Energy Requirement in Programmed Cell Death

In several pathological conditions, the predominant mode of cell death, apoptosis or necrosis, is relevant for the subsequent fate of the tissue. Although these two modes of cell death have been regarded as conceptually and morphologically distinct, more and more evidence is accumulating that apoptosis and necrosis just represent two possible ways for a cell to die. Previous work in our laboratory has shown that the intracellular ATP concentration determines the mode of death after exposure to an, initially apoptosis-specific, stimulus, suggesting that both modes of cell death share common death-initiating signaling elements. However, high ATP levels were required to direct downstream events towards the ordered execution of apoptosis. This study shows that ATP depletion prevents the appearance of typical apoptotic features, such as chromatin condensation, proteolytic degradation of functional and structural proteins, including PARP and fodrin, and the exposure of phosphatidylserine as recognition marker for phagocytes.

Low ATP levels interfered with the apoptotic execution at two central steps: (1) the release of mitochondrial cytochrome c to the cytosol, an event directly leading to caspase activation in apoptosis, was delayed by 1 h, and (2) execution caspases were not activated. In ATP depleted cells, the extent of STS- or anti-CD95-induced cytochrome c translocation to the cytosol was similar to that found in cells with high ATP levels. Nevertheless, caspases were not activated in ATP depleted cells. This suggests that one ATP-dependent step is at the level of the caspase-activating apoptosome-complex between Apaf-1, pro-caspase-9, and cytochrome c. The absence of caspase activity in ATP depleted cells was not due to an early inactivation of the apoptosome components, because caspases in cytosols isolated from such cells could still be activated in a cell-free system. Therefore, the lack of adequate ATP concentrations seems to be directly responsible for the block of the apoptotic execution at this step. However, at least in a cell-free system, dATP promoted the apoptosome activation more efficiently than ATP.

By examining in more detail the events upstream and downstream to the mitochondrial control of apoptosis it was also demonstrated that the release of cytochrome c is due to a non-selective translocation mechanism. In Jurkat cells, this was true for apoptosis, induced by a variety of substances, and for the above necrosis model. At least one other mitochondrial intermembrane protein, namely the adenylate kinase, is released in parallel to cytochrome c, suggesting a non-selective permeabilization of the outer mitochondrial membrane during cell death. Caspases, once activated, have been shown to permeabilize the outer mitochondrial membrane. However, such a secondary proteolytic degradation was not the reason for the non-selective release in our system, since the caspase-inhibitor zVADfmk did neither alter the kinetics nor the extent of the STS-induced translocation of both proteins.

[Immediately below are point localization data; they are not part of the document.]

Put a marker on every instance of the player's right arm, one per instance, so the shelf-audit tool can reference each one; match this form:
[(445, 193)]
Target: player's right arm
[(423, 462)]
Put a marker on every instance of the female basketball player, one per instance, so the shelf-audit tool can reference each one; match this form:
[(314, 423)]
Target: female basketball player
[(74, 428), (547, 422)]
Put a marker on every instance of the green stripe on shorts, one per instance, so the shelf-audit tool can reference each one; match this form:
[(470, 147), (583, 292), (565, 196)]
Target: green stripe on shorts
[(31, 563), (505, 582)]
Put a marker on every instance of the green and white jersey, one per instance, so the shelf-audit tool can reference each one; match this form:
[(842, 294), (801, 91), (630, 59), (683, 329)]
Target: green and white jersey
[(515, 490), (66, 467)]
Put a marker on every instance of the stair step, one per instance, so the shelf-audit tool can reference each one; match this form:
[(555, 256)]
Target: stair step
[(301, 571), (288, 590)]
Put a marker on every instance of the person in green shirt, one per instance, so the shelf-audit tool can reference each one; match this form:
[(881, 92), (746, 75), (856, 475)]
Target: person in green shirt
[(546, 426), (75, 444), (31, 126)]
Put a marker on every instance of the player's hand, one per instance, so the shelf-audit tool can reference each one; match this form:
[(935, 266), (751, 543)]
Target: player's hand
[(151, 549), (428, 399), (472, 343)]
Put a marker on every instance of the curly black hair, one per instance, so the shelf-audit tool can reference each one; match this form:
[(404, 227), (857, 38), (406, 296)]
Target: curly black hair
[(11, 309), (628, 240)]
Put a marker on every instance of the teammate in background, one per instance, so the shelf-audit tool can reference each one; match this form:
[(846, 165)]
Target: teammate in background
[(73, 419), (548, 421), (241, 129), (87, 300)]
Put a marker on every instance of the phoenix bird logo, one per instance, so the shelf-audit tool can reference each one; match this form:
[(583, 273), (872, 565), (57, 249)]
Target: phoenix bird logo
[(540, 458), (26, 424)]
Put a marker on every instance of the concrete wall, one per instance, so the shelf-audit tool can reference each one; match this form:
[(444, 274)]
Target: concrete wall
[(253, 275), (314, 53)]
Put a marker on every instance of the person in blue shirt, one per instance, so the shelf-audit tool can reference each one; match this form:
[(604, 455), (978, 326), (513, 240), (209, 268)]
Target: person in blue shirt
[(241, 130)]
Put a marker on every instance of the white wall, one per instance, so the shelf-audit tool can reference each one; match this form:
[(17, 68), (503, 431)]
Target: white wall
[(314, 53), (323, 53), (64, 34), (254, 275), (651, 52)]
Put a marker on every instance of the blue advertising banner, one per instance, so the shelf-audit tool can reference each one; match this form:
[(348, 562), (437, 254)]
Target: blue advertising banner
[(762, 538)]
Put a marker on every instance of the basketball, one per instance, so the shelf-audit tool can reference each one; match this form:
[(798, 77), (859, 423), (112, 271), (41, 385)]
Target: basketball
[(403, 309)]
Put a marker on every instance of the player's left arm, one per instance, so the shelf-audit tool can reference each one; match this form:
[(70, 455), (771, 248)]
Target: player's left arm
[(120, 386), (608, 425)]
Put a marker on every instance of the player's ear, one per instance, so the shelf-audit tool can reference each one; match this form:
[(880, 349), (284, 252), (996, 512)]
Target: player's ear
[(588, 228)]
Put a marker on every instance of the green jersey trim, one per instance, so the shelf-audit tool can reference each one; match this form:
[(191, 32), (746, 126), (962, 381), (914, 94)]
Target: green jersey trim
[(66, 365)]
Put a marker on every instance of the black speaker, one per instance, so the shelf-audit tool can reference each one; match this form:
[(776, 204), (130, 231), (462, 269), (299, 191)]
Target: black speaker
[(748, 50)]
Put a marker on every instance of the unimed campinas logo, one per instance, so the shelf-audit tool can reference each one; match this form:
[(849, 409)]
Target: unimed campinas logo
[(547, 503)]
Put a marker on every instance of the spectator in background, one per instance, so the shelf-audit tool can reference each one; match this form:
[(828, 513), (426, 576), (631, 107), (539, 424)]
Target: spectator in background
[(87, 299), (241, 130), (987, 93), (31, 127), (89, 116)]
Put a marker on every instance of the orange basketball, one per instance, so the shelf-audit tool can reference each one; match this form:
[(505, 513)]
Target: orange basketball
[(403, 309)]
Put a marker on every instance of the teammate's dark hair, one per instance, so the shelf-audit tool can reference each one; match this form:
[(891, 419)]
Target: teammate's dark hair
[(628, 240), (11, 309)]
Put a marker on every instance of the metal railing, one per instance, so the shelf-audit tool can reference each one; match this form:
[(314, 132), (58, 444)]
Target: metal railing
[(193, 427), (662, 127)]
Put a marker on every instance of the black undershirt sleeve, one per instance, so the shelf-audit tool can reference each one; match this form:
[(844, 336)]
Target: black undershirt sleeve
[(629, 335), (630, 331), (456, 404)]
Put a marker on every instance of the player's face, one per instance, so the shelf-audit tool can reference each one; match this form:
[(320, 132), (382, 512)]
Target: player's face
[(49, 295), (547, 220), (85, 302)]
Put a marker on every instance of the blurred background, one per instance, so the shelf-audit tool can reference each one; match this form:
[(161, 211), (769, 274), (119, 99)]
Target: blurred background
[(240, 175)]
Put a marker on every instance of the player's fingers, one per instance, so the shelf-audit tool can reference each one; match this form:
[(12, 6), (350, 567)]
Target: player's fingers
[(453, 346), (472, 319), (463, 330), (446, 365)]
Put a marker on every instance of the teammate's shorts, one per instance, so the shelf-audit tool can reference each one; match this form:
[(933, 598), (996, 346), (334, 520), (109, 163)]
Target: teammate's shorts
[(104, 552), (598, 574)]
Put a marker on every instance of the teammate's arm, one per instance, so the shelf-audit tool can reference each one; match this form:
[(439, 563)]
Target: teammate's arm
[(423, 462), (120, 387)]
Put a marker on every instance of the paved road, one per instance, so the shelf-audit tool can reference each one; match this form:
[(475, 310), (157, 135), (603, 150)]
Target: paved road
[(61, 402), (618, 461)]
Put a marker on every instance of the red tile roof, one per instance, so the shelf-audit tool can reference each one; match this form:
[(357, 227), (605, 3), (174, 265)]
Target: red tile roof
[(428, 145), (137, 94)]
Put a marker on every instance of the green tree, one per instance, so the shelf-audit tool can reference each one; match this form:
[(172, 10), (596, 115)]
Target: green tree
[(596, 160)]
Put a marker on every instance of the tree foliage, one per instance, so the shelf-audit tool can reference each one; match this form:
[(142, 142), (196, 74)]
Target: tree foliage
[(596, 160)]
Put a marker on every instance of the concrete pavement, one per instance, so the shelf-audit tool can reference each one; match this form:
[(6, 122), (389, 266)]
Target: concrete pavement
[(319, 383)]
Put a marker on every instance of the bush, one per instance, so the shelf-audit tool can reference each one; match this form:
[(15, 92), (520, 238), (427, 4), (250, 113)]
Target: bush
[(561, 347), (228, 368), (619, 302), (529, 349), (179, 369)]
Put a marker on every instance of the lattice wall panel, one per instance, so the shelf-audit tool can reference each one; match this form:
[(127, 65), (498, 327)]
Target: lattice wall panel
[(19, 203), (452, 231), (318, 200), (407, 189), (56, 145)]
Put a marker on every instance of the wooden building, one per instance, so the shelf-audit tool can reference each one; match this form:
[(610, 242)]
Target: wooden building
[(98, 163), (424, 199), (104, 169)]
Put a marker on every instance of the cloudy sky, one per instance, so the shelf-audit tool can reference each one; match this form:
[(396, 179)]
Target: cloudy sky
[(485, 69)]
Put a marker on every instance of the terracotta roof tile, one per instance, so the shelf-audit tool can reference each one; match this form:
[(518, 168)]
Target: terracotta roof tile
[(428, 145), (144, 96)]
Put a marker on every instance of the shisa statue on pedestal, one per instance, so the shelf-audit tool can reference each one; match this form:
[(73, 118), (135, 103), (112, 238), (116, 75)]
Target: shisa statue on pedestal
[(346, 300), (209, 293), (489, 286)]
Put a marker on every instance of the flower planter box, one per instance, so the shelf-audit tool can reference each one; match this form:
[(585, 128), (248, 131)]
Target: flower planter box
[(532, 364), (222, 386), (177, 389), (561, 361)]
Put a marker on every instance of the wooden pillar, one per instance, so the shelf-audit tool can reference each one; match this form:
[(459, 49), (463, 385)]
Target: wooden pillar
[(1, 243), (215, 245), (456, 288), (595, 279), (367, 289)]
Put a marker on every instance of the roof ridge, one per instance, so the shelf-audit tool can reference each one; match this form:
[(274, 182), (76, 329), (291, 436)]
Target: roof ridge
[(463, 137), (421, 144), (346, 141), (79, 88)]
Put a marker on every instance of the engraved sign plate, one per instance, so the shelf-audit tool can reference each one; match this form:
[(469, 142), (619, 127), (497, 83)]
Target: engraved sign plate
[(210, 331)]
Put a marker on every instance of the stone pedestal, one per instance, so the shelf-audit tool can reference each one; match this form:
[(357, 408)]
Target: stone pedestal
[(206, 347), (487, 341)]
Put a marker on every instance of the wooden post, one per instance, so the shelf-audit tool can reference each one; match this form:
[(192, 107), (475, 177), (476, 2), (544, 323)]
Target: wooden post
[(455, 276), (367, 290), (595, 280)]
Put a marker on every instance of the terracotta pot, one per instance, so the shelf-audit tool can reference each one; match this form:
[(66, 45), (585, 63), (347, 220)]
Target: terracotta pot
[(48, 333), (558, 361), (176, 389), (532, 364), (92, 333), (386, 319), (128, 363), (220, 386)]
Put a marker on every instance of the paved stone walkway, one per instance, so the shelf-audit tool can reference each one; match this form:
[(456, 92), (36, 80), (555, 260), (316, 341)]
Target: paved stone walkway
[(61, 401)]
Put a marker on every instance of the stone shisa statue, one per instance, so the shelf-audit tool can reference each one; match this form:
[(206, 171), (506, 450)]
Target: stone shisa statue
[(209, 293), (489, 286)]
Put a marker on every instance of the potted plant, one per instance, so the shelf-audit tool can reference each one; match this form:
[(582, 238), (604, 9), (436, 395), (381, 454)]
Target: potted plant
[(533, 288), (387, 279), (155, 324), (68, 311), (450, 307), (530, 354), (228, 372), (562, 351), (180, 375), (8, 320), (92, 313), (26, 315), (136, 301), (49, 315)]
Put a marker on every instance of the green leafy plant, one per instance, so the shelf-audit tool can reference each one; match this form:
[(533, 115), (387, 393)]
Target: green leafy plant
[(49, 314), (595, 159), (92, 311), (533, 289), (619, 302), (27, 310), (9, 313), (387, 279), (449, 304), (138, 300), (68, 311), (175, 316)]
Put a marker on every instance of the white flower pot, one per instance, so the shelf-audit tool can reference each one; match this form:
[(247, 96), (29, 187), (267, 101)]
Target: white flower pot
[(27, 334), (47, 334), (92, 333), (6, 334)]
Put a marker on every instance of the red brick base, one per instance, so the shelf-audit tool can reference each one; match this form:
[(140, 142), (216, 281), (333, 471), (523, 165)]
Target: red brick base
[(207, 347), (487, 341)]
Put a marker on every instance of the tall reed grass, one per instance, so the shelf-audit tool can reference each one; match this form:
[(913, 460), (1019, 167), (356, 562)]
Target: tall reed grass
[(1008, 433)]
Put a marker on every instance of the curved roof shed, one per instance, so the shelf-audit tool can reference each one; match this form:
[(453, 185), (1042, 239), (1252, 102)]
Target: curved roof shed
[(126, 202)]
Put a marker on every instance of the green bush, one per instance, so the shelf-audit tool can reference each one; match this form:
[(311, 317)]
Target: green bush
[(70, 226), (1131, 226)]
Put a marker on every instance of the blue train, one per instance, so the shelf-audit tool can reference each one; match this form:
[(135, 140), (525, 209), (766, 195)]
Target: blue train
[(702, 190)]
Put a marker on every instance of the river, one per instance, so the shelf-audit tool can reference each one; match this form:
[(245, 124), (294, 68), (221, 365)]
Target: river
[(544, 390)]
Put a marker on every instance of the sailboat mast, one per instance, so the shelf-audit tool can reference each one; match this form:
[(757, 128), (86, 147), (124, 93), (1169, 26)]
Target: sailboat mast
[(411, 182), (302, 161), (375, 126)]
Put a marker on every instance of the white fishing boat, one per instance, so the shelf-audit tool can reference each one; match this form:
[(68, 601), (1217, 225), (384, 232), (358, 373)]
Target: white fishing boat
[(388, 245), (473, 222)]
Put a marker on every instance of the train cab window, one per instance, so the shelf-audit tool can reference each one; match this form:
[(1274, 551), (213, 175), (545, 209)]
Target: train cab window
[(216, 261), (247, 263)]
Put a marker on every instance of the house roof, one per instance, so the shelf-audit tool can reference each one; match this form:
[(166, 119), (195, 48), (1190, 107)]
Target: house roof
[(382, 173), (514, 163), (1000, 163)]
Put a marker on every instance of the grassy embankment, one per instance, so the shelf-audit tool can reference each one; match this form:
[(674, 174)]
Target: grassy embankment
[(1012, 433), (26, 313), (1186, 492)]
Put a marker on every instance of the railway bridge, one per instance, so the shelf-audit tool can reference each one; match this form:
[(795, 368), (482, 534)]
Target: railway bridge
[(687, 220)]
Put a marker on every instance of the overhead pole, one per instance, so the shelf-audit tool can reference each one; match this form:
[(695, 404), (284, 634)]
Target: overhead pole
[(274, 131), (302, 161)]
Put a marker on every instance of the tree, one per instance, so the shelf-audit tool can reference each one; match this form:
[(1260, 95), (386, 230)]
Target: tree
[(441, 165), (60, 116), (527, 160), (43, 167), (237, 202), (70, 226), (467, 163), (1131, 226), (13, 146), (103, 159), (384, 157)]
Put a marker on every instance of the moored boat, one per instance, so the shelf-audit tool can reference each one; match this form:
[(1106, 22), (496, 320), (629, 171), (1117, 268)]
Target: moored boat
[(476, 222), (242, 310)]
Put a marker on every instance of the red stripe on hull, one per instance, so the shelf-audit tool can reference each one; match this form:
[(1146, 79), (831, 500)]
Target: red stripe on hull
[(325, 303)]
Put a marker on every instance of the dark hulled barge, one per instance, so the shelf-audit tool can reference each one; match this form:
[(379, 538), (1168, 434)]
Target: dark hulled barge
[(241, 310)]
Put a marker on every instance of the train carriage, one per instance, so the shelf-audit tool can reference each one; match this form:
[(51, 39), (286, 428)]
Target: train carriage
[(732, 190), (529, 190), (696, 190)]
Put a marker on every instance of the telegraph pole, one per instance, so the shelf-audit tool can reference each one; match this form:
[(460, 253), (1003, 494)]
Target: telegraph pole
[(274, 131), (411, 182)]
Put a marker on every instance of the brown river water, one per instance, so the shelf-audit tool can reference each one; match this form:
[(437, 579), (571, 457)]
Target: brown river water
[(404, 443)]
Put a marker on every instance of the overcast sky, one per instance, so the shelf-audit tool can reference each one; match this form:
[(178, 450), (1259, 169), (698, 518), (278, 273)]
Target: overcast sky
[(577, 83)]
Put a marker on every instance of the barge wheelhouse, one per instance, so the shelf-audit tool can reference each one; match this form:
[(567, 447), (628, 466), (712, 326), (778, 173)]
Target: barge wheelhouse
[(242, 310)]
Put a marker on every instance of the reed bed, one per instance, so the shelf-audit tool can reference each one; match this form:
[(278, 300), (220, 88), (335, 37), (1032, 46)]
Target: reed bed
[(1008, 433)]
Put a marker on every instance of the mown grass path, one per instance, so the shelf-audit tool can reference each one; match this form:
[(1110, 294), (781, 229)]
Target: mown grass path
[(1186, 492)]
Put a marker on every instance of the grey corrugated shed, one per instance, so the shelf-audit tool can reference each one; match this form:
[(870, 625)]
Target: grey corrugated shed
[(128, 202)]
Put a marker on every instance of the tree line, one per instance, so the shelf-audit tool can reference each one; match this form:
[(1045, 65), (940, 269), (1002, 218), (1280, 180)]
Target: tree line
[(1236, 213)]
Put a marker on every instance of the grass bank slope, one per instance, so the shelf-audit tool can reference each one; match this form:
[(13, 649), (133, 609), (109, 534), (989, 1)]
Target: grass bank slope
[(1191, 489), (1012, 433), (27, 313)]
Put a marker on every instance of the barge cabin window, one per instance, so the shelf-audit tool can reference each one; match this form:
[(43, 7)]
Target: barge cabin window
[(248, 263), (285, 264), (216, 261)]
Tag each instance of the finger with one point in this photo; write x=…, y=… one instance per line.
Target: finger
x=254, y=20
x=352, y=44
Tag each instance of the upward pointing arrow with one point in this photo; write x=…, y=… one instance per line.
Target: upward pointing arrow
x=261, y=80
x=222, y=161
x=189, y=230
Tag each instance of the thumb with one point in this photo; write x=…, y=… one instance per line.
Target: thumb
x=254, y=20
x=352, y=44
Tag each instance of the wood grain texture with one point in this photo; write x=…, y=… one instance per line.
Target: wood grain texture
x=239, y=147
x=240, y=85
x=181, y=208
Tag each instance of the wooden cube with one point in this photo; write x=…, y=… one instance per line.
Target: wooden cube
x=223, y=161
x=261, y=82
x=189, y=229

The endogenous mediator nitric oxide (NO) was able to block the execution of apoptosis, and converted death to necrosis. Like other inhibitors of mitochondrial ATP-synthesis, NO delayed the release of cytochrome c and inhibited caspase activation. This was solely due to ATP depletion by the inhibition of mitochondrial oxidative phosphorylation. Graded repletion of ATP by glucose supplementation restored activation of caspase-3, -7, and -8, and the formation of apoptotic features, including the exposure of phosphatidylserine on the cell surface. This result may be relevant for the understanding of pathologic situations with enhanced NO production and localized high rates of necrotic cell death.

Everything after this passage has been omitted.